A travers les yeux de Scout, cette petite fille bagarreuse et impertinente, Harper Lee fait échos de cet équilibre ténu entre la naïveté enfantine et la réalité du monde des adultes. Avec ses mots, Scout nous présente ce sujet grave qui deviant, pour elle aussi, un cas de conscience. On est tout de suite ébahit par l’intelligence de cette petite fille qui peu à peu se défait de son innocence et se prend à résonner comme une adulte. Le traitement de l’enfance adopté par Harper Lee est d’une incroyable richesse, à la fois drôle, fragile et plein de bon sens.

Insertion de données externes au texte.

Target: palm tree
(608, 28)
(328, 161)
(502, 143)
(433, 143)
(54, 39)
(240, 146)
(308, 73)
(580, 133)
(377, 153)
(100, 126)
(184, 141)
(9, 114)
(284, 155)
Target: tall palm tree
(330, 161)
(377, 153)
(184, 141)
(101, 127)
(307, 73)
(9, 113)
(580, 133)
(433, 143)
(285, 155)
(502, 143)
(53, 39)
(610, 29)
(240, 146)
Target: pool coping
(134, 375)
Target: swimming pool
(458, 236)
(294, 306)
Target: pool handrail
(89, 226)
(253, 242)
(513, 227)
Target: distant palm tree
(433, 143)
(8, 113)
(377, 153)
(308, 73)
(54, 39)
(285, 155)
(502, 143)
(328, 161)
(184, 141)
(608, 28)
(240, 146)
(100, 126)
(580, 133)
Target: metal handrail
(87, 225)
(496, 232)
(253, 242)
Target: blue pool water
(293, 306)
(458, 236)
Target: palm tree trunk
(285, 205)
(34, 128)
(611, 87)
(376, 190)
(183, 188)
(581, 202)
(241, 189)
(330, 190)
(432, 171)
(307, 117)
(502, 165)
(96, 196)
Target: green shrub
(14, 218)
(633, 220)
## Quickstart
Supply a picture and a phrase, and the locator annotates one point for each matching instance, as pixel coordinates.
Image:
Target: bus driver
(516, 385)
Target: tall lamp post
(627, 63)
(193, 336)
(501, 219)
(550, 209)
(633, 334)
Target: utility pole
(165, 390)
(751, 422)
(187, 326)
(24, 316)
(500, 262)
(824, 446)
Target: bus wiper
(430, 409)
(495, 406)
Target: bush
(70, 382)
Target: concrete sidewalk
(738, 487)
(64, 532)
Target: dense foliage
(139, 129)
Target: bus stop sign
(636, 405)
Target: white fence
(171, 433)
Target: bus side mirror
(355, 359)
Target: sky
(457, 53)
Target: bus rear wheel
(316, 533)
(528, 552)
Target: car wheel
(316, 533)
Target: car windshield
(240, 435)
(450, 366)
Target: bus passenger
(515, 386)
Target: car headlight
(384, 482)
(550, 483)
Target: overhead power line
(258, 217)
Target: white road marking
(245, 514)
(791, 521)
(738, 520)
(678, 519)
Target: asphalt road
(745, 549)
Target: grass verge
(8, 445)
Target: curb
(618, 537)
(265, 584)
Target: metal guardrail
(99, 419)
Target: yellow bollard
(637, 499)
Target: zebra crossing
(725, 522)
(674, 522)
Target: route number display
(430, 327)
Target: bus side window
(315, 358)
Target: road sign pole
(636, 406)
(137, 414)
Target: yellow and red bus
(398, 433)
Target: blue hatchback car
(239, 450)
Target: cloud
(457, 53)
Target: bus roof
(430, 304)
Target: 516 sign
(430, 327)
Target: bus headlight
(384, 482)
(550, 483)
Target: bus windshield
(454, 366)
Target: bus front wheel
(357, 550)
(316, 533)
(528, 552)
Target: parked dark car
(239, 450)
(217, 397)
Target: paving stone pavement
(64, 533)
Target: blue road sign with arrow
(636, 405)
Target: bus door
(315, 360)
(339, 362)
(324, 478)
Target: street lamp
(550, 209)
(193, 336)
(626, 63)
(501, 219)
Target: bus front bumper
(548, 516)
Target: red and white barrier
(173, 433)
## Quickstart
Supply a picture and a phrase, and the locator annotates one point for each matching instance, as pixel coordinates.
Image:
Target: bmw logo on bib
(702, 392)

La pression sociale est également un élément très important de ce roman. On la retrouve de manière récurrente dans le texte, lorsque les enfants sont pris à parti par leur cousin, lorsqu’ils subissent les insultes de leurs camarades à l’école ou lorsque des adultes s’arrêtent chaleureusement dans la rue pour leur faire part de leur point de vu. Mais le personnage de la Tante Alexandra, qui se fait garante de la “respectabilité” de la famille, est également là pour rappeler le comportement peu convenable d’Atticus Finch. Ne pas déroger aux bonnes mœurs par peur des “On dit” ? En filigrane se dessine une question universelle : la raison du peuple est-elle toujours la plus forte?
Au milieu du roman on débouche sur l’épineuse question du procès. Quatre-vingt pages réellement passionnantes au cours desquelles on suit l’argumentaire mesuré d’Atticus Finch, qui dévoile une vérité tellement évidente qu’on s’indigne qu’un procès puisse même avoir lieu. L’avocat tire les ficelles, se joue de l’incohérence des témoignages des plaignants, pour une issue qu’on devine malgré tout fatale. L’injustice est à son comble.

Pour résumer…

Alors quel est l’impact de ce roman à l’aube des années 60 ? En traitant des sujets difficiles tels que le racisme, l’injustice, la reproduction sociale, la pression de mœurs, l’auteure tend à expliquer les fondements du contexte ségrégationniste. Non pas pour le défendre mais pour rappeler que contre l’opinion générale, il suffit d’un homme pour s’élever et valoriser les valeurs de respect, de fraternité et de courage. Ne tirez pas sur l’oiseau moqueur fait preuve d’une grande ouverture, ce qui explique certainement sa présence dans les programmes scolaires anglo-saxon. Un roman sociétal devenu un classique de la littérature américaine.
Avant de s’éteindre en début d’année, Harper Lee a laissé derrière elle un ultime ouvrage : Va et poste une sentinelle. Dans ce livre, l’auteure poursuit la quête des personnages. Je sais d’ores et déjà que Scout sera la narratrice de cette histoire, mais j’espère que Jem en sera le personnage central. Jem me laisse un sentiment de mystère très intéressant. On sent beaucoup de questions en suspens chez ce jeune garçon et j’ai beaucoup d’espoir pour que ce nouvel opus met en scène sa soif de justice.